Rein finanziell hat sich Zola mit dieser Veröffentlichung bereits das Ticket zum Jetset seines Landes gesichert. Das große Protzen überlässt er jedoch anderen. Das einzige wirkliche Status-Symbol, das er sich gönnt, sind Karren deutscher Herstellung. Einen davon schenkt er der Mutter, die ihn durch die Irrungen und Wirrungen der Jugend gebracht hat. Ihr zuliebe bringt er auch immer wieder eine gospelinspirierte Nummer auf seinen Alben unter, da sie die so gerne hat.

Von nun an geht das Phänomen Zola nur noch steil. Innerhalb kürzester Zeit wandert das Debüt 180.000 mal über die Ladentheken der Kap-Republik, was dort Triple-Platin bedeutet. Sein 2002 erscheinender Nachfolger "Khokhovula" kann den Überraschungserfolg bestätigen, wenn auch nicht steigern. Trotzdem ist die Marke Zola derart heiß, heißer geht's nicht. Fast logisch, dass ihm lukrative Angebote unterbreitet werden. Aber lediglich Kasse machen ist nicht Zolas Ding. 2003 bringt er mit Zola 7 eine eigene Fernsehshow an den Start. In dieser erfüllt er Wünsche. Aber nicht irgendwie, denn die, die sich mit der Bitte um Hilfe (einen Job, einen Ausbildungsplatz etc.) an ihn wenden, müssen zuerst etwas in ihrem Leben zum Guten ändern. Die Show ist ein dermaßen großer Erfolg, so dass der Sender SABC 1 sie auf weitere Staaten ausdehnt (Namibia, Nigeria, Sambia).

So profiliert sich Zola quasi als Robin Hood des Fernsehens. Der Künstler belässt es jedoch nicht bei dieser öffentlichkeitswirksamen Charity sondern legt kräftig nach, so dass man manches Mal das Gefühl haben könnte, der Mann beschäftige sich nur noch damit, die Welt zu retten. So setzt sich Zola für Aids-Waisen ein, ist Schirmherr für sechs Waisenhäuser und kämpft für die Waffenkontrolle, um nur zwei Beispiele zu nennen. Regelmäßig laden ihn politische Amtsträger zum Gedankenaustausch ein.
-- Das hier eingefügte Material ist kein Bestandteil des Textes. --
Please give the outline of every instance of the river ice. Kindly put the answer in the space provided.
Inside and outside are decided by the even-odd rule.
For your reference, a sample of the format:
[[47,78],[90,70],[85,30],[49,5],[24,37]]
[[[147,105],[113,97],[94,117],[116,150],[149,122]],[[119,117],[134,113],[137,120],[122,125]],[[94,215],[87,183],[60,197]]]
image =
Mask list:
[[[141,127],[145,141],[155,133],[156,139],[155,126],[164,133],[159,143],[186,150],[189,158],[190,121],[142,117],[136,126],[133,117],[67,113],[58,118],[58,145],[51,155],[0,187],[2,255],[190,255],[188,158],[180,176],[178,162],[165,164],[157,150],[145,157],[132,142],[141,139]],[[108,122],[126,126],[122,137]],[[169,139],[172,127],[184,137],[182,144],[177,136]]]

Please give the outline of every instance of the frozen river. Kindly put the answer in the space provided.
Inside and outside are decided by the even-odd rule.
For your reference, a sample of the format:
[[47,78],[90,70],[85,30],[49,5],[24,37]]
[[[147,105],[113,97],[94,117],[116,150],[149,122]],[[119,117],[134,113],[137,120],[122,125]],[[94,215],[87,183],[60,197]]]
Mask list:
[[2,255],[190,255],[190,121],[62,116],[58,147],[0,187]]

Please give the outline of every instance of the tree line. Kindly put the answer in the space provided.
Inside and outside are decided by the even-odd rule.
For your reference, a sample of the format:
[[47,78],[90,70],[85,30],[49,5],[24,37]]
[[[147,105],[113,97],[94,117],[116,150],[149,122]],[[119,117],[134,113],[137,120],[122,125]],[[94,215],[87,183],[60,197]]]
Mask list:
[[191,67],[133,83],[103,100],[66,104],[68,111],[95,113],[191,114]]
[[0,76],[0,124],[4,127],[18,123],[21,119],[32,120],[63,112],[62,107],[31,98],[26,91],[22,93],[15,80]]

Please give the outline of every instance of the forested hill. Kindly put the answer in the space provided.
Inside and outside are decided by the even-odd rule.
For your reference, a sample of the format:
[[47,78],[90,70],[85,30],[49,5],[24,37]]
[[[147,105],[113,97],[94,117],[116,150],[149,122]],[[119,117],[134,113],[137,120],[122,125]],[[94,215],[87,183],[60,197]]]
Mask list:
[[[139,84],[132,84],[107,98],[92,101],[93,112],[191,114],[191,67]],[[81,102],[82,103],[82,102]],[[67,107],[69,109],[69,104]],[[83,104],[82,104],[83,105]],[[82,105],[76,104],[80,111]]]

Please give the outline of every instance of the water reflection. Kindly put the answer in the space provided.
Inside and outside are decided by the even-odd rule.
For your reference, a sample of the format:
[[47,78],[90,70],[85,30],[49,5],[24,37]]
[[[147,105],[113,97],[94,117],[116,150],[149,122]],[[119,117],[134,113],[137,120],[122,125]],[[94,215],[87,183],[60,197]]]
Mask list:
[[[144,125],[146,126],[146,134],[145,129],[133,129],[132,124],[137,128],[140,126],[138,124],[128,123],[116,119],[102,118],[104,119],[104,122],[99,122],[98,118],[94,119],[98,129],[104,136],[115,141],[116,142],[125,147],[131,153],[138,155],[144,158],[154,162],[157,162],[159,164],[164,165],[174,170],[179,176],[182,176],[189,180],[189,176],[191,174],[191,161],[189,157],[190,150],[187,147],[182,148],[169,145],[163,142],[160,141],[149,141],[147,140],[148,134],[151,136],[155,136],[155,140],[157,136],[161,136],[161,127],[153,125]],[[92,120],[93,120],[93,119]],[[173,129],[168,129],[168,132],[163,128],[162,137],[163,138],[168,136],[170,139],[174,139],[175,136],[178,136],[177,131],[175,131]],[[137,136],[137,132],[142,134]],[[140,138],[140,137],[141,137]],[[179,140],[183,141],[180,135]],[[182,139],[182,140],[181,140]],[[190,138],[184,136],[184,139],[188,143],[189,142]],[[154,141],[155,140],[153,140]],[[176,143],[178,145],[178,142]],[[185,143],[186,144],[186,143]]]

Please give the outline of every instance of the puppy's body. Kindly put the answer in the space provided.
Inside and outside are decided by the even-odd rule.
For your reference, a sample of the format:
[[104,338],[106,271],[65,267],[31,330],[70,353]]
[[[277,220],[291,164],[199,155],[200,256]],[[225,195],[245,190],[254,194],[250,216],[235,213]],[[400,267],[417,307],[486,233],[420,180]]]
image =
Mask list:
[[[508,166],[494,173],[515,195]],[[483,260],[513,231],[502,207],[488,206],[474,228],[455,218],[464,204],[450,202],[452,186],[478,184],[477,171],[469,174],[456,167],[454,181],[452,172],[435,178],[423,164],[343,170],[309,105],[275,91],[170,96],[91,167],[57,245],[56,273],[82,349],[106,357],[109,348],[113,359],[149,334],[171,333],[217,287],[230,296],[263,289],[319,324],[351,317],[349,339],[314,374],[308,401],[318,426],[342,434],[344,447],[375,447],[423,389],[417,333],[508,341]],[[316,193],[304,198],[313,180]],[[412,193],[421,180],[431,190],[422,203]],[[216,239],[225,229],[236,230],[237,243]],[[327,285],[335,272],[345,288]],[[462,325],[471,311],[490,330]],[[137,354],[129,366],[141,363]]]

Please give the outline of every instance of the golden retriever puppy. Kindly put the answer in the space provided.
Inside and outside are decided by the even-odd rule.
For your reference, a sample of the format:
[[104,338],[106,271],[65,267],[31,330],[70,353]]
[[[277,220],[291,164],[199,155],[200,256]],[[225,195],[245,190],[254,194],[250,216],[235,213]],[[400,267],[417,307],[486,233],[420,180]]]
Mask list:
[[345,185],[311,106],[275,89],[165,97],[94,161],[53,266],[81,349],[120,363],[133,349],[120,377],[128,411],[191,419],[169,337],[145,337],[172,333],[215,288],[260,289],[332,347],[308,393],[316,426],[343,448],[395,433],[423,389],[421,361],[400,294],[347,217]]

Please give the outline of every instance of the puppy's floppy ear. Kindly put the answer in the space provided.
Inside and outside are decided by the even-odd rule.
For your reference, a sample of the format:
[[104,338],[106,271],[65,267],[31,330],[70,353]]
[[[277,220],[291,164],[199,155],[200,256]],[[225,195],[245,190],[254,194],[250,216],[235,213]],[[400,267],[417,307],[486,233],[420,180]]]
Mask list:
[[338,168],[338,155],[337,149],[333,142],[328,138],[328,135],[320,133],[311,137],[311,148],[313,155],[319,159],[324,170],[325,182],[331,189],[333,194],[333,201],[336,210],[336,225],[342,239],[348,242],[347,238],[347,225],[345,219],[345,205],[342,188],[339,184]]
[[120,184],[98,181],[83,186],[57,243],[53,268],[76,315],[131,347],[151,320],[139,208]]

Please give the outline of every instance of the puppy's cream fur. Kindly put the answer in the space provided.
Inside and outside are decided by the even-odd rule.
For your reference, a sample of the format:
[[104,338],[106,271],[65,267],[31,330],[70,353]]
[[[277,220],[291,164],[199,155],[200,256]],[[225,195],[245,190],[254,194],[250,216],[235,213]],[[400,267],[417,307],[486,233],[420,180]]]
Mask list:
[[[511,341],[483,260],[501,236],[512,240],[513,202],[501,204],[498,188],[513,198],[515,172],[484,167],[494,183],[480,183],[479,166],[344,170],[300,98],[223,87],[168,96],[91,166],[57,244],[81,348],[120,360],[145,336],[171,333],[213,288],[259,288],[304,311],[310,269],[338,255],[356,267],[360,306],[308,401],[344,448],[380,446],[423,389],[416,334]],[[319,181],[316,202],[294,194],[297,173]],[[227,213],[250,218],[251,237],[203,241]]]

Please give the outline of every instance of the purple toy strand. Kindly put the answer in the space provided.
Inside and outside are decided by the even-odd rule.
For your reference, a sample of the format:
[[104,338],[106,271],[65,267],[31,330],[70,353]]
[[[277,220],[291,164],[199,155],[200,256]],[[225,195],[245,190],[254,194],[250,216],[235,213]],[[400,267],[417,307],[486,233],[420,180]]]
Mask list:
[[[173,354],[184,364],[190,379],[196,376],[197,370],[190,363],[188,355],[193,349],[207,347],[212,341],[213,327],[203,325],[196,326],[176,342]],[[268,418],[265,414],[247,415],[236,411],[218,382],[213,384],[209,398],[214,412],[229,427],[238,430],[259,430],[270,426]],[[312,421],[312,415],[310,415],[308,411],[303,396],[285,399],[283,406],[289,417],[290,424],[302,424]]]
Neben all diesen Aktivitäten ist es schon erstaunlich, dass nur zwei Jahre später "Bhambatha" erscheint. Auf ebendiesem Album befindet sich mit "Don't Cry" nicht nur ein äußerst erfolgreicher Single-Hit. Zu diesem Song steuert Thembisile die Background-Vocals bei, die Zola vorher bei einer Sendung von Zola 7 kennen gelernt hat. Ihr größter Wunsch war es, Sängerin zu werden. Aktive Nachwuchsförderung nennt man das wohl. Unnötig zu erwähnen, dass die Verkaufszahlen für das Album schon nach kurzer Zeit über die magische Zahl 100.000 hinaus stürmen. Bei einer Bevölkerungszahl von 46 Millionen und weit weniger Kaufkraft als europäische Maßstäbe zulassen, ein mehr als nur beachtlicher Erfolg.
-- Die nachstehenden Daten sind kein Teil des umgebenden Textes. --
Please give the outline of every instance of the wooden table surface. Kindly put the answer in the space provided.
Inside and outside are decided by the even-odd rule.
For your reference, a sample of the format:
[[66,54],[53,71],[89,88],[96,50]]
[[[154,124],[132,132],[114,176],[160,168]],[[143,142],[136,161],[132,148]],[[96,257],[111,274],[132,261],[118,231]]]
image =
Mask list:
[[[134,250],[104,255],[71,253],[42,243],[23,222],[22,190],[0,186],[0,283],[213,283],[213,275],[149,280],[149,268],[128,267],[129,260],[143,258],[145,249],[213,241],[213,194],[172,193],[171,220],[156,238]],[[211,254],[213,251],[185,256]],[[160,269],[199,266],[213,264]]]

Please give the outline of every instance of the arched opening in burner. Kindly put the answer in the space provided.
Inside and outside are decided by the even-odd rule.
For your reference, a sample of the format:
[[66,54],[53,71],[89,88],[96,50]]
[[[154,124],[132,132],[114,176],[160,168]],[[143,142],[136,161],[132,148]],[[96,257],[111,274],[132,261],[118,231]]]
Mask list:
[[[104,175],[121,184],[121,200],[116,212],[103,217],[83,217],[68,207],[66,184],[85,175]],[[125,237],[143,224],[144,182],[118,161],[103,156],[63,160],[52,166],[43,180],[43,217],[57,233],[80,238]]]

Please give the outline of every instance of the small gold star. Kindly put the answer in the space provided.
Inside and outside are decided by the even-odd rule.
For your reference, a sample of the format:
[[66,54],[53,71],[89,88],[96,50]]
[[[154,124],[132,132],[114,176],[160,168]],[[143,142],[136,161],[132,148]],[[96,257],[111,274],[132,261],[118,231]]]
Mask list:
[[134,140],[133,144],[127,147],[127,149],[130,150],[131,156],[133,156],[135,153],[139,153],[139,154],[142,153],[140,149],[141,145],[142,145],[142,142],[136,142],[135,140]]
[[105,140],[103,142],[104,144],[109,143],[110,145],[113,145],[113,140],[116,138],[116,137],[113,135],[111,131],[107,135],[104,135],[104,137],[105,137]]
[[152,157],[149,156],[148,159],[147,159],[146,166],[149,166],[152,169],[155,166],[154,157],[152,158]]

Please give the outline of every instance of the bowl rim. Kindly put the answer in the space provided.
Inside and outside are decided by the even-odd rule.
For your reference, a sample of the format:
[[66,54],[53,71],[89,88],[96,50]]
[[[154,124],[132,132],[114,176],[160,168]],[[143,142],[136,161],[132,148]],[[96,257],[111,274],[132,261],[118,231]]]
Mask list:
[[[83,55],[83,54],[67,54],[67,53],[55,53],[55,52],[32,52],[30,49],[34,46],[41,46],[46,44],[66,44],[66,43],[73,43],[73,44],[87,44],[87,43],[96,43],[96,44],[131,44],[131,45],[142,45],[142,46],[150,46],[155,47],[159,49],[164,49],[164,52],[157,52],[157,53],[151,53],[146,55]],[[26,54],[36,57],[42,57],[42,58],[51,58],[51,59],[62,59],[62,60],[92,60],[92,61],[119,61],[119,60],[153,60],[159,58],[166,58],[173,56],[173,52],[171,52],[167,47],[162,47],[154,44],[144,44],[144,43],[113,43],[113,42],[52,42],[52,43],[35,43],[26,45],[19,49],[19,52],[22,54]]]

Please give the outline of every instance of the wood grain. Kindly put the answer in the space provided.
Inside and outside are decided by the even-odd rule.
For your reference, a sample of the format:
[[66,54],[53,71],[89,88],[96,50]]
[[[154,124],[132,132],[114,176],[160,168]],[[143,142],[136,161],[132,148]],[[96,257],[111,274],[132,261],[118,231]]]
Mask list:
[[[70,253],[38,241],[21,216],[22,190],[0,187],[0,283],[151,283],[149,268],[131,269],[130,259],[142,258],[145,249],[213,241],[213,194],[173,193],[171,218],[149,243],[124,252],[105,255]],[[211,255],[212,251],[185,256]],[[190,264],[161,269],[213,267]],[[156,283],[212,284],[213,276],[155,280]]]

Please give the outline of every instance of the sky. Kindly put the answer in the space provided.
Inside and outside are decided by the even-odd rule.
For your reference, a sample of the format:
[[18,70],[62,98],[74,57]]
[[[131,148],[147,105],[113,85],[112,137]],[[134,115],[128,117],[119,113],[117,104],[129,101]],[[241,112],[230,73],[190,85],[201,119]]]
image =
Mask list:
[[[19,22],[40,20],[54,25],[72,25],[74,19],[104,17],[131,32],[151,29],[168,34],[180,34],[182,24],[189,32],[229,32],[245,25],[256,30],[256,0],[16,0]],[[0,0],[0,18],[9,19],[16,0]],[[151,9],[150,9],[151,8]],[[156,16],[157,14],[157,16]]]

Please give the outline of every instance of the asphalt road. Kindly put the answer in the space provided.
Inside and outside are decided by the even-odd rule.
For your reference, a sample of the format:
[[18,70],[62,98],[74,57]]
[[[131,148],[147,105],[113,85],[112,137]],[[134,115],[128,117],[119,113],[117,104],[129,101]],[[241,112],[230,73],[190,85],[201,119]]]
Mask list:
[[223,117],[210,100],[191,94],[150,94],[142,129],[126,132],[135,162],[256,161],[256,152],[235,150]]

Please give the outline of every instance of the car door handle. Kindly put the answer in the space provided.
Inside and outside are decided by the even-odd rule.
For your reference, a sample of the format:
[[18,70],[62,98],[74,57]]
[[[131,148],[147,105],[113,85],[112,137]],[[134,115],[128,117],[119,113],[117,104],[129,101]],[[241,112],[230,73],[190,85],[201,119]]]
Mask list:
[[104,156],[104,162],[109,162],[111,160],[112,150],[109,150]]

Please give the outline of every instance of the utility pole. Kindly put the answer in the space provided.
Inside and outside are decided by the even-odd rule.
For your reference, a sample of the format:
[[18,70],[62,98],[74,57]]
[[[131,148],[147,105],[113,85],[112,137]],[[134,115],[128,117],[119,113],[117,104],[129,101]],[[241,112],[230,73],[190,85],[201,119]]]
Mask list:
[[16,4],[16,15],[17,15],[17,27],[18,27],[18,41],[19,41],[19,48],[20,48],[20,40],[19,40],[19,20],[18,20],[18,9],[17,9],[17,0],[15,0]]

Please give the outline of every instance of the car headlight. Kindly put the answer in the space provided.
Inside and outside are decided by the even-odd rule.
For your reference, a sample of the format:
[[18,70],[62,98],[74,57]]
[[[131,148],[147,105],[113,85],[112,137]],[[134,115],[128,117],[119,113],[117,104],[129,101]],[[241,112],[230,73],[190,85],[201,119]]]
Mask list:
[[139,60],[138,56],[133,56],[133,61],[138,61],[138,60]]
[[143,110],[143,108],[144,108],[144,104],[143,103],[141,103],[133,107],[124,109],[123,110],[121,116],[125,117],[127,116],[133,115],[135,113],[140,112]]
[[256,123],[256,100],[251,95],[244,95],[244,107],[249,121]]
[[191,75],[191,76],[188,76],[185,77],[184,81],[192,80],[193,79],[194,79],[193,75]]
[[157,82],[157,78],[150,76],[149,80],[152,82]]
2005, man mag es kaum glauben, setzt er diesem Rummel noch einen drauf. Mit "Ibutho" erscheint wiederum ein Knaller von Album. Damit nicht genug, schreibt er auch noch die Filmmusik zum Drama "Tsotsi". Der Film um einen Jungen aus Soweto, macht überall auf der Welt Furore und erhält schließlich völlig zurecht den Oscar als bester ausländischer Film. Selbstredend, dass Zola im Zuge des Films gefragter ist denn je. Das muss auch auf Peter Maffay Eindruck gemacht haben, denn für sein Charity-Album "Begegnungen" besucht er Zola erst in Südafrika und lädt ihn schließlich nach Deutschland ein, um hier eine neue Version von "Don't Cry" für die vielbeachtete Scheibe einzuspielen.
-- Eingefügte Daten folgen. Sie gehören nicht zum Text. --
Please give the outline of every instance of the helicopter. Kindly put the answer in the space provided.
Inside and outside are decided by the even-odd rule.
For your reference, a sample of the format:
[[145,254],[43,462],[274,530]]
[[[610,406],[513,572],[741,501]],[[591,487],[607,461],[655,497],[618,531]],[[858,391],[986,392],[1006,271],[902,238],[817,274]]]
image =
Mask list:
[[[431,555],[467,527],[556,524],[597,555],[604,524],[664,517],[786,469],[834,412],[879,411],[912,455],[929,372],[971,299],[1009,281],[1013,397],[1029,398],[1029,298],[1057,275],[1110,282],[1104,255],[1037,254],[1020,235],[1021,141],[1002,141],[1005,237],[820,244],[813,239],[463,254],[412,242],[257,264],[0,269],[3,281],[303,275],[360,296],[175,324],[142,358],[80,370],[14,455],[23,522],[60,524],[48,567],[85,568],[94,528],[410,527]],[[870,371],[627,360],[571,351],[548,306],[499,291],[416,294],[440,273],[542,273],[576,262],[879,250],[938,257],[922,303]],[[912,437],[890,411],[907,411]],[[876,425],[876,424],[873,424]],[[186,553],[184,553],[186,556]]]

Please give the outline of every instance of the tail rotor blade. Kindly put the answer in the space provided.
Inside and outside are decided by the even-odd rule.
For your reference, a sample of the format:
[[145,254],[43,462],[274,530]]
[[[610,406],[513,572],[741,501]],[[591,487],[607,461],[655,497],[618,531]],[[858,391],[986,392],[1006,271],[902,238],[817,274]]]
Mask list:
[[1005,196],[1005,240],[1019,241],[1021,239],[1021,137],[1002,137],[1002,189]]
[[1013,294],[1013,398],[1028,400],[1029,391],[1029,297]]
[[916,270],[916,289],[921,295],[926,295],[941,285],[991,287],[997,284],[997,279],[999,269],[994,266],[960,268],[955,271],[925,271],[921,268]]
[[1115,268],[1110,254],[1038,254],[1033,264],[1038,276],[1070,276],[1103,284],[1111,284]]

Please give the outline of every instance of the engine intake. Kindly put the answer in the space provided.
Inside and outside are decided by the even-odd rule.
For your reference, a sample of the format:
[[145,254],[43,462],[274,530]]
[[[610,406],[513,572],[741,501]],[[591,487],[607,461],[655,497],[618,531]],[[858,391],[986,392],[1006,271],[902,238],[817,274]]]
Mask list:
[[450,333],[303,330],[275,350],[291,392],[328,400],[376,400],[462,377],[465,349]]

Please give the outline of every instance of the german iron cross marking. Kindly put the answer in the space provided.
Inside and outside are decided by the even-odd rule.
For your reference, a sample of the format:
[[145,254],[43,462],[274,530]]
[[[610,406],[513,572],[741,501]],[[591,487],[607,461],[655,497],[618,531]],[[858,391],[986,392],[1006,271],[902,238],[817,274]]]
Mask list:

Im April 2007 nimmt der Deutschrocker den Kwaito-Superstar sogar auf seine Deutschland-Tour mit, nebenher bringt Zola noch seine eigene Klamottenmarke an den Start. So arbeitet Zola, der für die Südafrikaner zu einer Art modernen Jesus avanciert, weiter an einer besseren Welt. Wie hoch die Wertschätzung ist, die ihm am Kap widerfährt, zeigt auch die Liste der hundert wichtigsten Südafrikaner, wo Zola auf dem 21. Platz rangiert. Manche meinen sogar, er wäre neben Nelson Mandela die wichtigste zeitgeschichtliche Figur.